A Lion Air Passenger Plane Has Gone Missing

Indonesia: Passenger Plane Flight JT610 From Jakarta Crashes 13 Minutes After Take-off

Lion Air flight JT-610 reportedly with seating capacity of up to 210, crashes into sea in Indonesia

The aircraft was on the way from Indonesian capital Jakarta to the city of Pangkal Pinang.

The National Search and Rescue Agency says debris spotted so far include aircraft parts, a handbag, driving license and national identity card.

The plane took off from Jakarta with 189 people on board and was heading to Pangkal Pinang on the island of Bangka, which lies east of Sumatra.

The head of Indonesia's transport safety committee said he could not confirm the cause of the crash until the recovery of the plane's black boxes, as the cockpit voice recorder and flight data recorder are known.

Swedish flight tracking service Flightradar24 reported that the airplane was a Boeing 737 that had been delivered to Lion Air in August.

A spokesman for Lion Air reportedly told local media the airline was trying to find information on the plane's location.

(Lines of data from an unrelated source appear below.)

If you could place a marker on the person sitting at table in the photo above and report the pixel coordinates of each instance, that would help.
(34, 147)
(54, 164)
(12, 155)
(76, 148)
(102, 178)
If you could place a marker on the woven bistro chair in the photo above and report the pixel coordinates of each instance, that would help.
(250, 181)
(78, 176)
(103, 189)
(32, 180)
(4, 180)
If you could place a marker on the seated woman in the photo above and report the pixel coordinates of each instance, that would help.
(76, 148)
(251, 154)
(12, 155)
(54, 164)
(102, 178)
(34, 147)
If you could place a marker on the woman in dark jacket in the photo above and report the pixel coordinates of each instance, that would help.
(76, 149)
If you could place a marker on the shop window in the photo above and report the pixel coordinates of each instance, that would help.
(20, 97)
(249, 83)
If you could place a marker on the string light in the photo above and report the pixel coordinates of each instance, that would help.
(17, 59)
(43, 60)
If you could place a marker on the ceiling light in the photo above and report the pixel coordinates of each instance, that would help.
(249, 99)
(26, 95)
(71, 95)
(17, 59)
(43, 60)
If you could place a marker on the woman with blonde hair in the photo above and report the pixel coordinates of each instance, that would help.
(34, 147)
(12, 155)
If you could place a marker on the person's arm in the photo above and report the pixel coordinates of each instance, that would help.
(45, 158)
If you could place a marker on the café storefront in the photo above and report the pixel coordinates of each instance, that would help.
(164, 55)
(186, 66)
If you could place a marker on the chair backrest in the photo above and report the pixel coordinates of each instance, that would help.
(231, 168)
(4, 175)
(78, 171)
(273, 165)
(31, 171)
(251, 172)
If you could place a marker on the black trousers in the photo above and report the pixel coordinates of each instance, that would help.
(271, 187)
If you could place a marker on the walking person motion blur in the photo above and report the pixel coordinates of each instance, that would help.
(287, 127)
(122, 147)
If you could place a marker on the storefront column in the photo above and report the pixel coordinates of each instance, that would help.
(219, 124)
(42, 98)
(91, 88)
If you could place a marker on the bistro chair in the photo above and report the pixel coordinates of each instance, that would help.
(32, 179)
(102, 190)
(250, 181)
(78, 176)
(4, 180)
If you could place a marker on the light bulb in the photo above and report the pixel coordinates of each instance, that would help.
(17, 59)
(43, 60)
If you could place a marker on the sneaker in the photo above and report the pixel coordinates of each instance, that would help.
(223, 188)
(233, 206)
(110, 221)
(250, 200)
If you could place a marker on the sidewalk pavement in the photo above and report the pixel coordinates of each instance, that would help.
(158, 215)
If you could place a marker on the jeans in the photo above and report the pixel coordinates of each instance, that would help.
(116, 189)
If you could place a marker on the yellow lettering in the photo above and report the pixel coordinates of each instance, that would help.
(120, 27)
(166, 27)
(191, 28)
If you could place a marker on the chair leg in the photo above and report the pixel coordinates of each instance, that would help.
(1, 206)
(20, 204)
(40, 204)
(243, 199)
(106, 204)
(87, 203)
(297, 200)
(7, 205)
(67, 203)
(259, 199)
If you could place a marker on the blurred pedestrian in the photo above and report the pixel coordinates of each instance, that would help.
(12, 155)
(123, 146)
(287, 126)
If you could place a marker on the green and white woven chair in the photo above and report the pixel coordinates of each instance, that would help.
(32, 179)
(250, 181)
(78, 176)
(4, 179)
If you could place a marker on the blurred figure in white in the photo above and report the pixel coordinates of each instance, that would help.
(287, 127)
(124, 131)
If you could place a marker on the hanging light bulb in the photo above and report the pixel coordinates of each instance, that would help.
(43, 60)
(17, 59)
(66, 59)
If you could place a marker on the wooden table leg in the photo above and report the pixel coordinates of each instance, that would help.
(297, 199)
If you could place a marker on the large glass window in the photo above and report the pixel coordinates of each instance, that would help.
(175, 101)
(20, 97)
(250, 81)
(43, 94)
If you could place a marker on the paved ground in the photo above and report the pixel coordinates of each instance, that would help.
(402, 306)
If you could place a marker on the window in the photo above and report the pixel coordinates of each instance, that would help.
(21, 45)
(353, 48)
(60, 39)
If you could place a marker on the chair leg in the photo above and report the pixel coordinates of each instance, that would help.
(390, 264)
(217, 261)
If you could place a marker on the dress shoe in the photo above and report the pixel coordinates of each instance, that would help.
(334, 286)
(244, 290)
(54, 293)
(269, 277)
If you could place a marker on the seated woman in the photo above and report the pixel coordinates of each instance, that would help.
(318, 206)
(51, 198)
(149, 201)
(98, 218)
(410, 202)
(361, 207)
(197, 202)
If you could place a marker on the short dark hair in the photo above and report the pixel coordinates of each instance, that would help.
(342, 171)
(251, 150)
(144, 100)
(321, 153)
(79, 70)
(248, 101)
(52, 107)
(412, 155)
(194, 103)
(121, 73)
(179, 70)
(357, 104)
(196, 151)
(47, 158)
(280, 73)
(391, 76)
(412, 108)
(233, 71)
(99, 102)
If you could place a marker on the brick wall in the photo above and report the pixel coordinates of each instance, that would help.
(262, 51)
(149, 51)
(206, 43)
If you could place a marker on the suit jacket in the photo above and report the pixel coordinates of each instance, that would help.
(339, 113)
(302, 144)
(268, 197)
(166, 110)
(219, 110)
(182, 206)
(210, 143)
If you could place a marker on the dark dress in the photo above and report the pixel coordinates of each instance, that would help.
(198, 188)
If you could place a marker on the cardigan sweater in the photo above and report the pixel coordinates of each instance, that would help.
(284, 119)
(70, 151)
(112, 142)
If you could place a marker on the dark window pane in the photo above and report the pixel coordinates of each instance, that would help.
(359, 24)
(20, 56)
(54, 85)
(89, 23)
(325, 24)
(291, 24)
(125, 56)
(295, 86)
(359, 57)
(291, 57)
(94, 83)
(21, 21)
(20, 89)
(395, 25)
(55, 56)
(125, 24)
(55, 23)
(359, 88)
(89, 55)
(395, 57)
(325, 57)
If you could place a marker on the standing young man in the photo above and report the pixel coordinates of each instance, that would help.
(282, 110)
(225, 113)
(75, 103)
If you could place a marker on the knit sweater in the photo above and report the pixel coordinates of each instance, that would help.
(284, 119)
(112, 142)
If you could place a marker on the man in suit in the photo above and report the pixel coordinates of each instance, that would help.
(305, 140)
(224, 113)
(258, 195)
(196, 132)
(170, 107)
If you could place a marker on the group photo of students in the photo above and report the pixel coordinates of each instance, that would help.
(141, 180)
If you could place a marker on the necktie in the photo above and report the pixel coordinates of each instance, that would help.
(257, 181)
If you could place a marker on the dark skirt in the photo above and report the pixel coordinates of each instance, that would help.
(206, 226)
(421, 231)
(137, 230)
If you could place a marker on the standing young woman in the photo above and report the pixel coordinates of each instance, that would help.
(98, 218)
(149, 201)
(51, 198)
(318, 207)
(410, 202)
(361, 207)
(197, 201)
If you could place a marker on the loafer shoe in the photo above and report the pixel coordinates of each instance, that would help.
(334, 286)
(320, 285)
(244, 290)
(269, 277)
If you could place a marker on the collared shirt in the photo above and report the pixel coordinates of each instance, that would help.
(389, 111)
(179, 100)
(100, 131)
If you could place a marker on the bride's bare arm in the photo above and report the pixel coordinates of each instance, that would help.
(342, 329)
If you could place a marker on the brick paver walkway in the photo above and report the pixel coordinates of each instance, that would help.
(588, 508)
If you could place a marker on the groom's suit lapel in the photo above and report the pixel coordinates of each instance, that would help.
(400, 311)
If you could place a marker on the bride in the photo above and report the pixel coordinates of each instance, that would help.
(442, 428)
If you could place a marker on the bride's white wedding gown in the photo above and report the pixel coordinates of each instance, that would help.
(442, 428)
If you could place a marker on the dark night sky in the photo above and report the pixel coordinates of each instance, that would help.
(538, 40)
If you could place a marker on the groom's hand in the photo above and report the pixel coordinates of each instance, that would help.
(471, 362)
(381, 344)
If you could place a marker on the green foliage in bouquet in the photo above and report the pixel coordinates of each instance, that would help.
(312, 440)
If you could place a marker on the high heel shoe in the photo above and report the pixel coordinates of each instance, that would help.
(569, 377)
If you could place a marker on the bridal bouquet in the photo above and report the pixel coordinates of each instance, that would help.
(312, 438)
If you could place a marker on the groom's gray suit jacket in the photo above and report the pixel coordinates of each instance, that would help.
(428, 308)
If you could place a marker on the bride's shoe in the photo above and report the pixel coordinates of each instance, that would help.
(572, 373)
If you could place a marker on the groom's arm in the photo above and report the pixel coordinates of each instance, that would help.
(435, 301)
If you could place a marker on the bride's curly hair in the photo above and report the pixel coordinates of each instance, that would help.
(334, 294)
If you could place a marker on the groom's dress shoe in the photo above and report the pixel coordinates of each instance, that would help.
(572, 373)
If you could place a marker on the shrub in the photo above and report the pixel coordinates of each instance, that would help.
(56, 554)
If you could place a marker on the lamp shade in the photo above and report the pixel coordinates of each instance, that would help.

"A few flakes of Lion Air plane that crashed in waters of Karachi", he wrote in the first tweet, accompanying the photos.

The crash was first reported by Reuters citing an Indonesian search and rescue official.

Divers on the surface of the ocean off Karawang as the hunt for survivors of the Lion Air aircraft that disappeared from radar shortly after taking off from Jakarta.

Speaking to media about the accident, the CEO of Lion airlines Edward Sirait said: "We can not offer any comment at this moment". 737 Max-8 model. Lion Air said it will cooperate with authorities in relation to this incident.

The crash is the worst airline disaster in Indonesia since an AirAsia flight from Surabaya to Singapore plunged into the sea in December 2014, killing all 162 on board.

In 2013, a 737-800 operated by the budget carrier crashed into the water near an airport in Bali.

The low-priced airline has been involved in numerous crashes in recent years, but none as seemingly deadly as the one off the coast of Jakarta.

"We can not give any comment at this moment", Edward Sirait, chief executive of Lion Air Group, told Reuters. Lion Air has been on an aggressive expansion plan in recent years, including putting in an order for 50 of the Boeing 737 Max single-aisle planes.

In 2017, Indonesia's air traffic controllers association announced that the rate of take-off and landings in Jakarta permitted by state-run air navigation company AirNav was larger than the airport's capacity, thus increasing the likelihoood of accidents.